Customers may not even have to leave their cars to pick up and pay for purchases. Caltex is looking at technology such as number-plate recognition systems used by carpark operators for ticketless payments to offer the ultimate in convenience to busy commuters.
“Five minutes later you’ll be on your way,” Mr Segal said.
Caltex’s vision is encapsulated in a new corporate catchphrase, “freedom of convenience”, introduced to investors and staff after a strategic review last year.
“Convenience is not just in terms of what traditional convenience used to be. In our case it used to be delivering fuel and basic goods and tobacco,” said the Romanian-born former chemical engineer. “The role of convenience in customers’ lives is significantly wider than that.”
Caltex’s network of more than 2000 stores and service stations under the Caltex banner attracts more than 3 million customers a week and generates convenience retail sales of $1.2 billion. Its supply chain systems distribute products as diverse as fuel, motor oils and auto care products to packaged groceries and frozen and chilled foods across Australia.
Caltex plans to leverage these assets by creating a fresh food supply chain, either independently or in conjunction with partners, a digital platform that would allow customers to order goods online from Caltex and potential partners, and a new customer loyalty program.
“I don’t think we’re going to go into the manufacture of ready prepared food – there are quite a few people who are doing that – it’s a matter of identifying potential partners,” said Mr Segal.
He declined to say if Caltex was already in talks with potential partners. “It’s too early in the piece.
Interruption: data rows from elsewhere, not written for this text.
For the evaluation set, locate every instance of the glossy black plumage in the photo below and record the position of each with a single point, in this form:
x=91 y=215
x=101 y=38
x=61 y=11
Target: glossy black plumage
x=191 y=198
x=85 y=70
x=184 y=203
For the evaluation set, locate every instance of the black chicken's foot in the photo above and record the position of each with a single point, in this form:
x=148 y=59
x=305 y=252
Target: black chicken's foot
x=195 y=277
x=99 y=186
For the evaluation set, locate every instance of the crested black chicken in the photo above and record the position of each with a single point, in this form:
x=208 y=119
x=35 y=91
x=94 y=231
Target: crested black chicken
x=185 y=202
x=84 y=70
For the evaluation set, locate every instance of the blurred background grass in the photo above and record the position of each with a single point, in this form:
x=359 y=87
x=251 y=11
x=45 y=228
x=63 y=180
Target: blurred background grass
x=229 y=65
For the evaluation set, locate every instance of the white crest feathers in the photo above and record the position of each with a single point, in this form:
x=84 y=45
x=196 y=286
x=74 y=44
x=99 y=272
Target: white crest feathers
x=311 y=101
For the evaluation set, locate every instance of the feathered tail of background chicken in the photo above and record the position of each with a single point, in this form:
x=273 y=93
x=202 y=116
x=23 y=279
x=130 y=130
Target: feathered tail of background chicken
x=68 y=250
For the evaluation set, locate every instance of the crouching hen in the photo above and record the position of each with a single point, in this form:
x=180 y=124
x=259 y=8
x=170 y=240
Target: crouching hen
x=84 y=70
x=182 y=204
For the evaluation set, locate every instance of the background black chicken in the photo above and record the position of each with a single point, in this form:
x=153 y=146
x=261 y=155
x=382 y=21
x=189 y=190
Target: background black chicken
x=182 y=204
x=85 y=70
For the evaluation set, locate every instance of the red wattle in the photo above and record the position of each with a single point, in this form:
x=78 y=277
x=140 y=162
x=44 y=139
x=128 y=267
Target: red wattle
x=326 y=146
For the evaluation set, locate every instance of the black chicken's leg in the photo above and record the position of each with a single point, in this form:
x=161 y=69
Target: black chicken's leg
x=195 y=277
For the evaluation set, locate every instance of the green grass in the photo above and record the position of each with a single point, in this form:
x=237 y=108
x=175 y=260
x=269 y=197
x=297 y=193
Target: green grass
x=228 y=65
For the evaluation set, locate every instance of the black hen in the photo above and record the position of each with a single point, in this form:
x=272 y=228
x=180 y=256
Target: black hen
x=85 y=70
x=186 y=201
In two to three months’ time we can talk with more detail,” he said.
Despite recent market speculation that Caltex could cut its ties with its fuel alliance partner Woolworths, Mr Segal suggested that Caltex might strengthen its relationship with the food and liquor retailer, which is significantly expanding its pre-prepared meals range after entering into a long-term partnership last year with Sydney-based food manufacturer Beak & Johnson.
“We have a very strong and long-term business relationship with Woolworths, it’s an important partnership for us, it’s an important partnership for Woolworths [and] I’m interested in evolving this alliance into an even better one as long as it’s beneficial to both parties,” Mr Segal said.
Mr Segal and chief financial officer Simon Hepworth said Caltex had sufficient balance sheet capacity to make sizeable acquisitions and would consider raising new capital to fund a “multibillion-dollar acquisition”.
Targets could include BP Australia, the Withers’ family’s 7-Eleven convenience store chain and City Convenience stores.
Mr Segal agreed that an acquisition of BP would “make sense” as it would enable Caltex to expand its core fuel network and supply chain capacity, but he was not aware if it was for sale.
Broker UBS estimated last year that Caltex could consider deals worth up to $3 billion, using to $500 million from its own balance sheet as well as new equity and debt. Caltex shares have risen more than 54 per cent in the last two years – from $22.09 to $34.11 – in anticipation of expansion.
Caltex expects to finish drafting the convenience retail strategy in two to three months then start work on execution plans.
“You’ll start to see different aspects of the new convenience concept over the next 12 to 18 months,” Mr Segal said.